No período Collor, apesar de o governo também ter feito uso desses recursos, seu tom imperial e desrespeitoso com o Congresso dificultou a montagem de uma base consistente de apoio. Sua falta de articulação com o Poder Legislativo desgastou a relação, levando à perda de apoio no Congresso e à sua acelerada deslegitimação, que resultou no impedimento do titular do Poder Executivo.
A gestão Itamar, quase um governo de união nacional, foi a que menos cedeu em termos de concessões fisiológicas, ainda que tenha sido muito flexível em matéria de conteúdo da política pública. Seu período de governo, apesar de ter coincidido com a CPI dos Anões do Orçamento, foi um dos mais tranqüilos na relação com o Congresso.

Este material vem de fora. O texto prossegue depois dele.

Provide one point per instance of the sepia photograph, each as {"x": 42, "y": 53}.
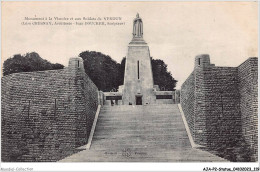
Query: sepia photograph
{"x": 128, "y": 82}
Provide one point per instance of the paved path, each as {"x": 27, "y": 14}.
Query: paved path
{"x": 151, "y": 133}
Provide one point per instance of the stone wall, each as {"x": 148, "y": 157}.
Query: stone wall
{"x": 188, "y": 101}
{"x": 47, "y": 114}
{"x": 220, "y": 102}
{"x": 222, "y": 108}
{"x": 248, "y": 89}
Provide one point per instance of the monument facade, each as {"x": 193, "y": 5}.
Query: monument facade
{"x": 138, "y": 79}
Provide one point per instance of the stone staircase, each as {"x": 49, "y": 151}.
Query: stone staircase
{"x": 150, "y": 133}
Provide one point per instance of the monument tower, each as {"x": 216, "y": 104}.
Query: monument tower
{"x": 138, "y": 79}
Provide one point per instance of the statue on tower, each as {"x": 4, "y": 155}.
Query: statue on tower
{"x": 137, "y": 27}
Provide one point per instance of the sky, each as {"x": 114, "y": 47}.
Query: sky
{"x": 175, "y": 31}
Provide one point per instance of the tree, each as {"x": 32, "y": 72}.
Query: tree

Na era FHC, além desses recursos, o governo valeu-se de outros para viabilizar sua agenda legislativa. Afora o convencimento, a persuasão, a concessão no conteúdo da política pública, o loteamento de cargos entre aliados, fez uso da indução para aprovação das reformas administrativa, previdenciária e da reeleição, exigindo fechamento de questão dos partidos da base.
A indução altera as alternativas dos parlamentares da base para votar determinada política pública. A opção de votar contra ou abster-se passa a ter custos insuportáveis para o parlamentar. Como pelo menos duas dessas reformas foram apreciadas a menos de um ano da eleição e, houve fechamento de questão, o parlamentar da base que votasse em desacordo com a orientação do partido seria expulso da legenda, perdendo a possibilidade de filiar-se a outro partido a tempo de concorrer à reeleição.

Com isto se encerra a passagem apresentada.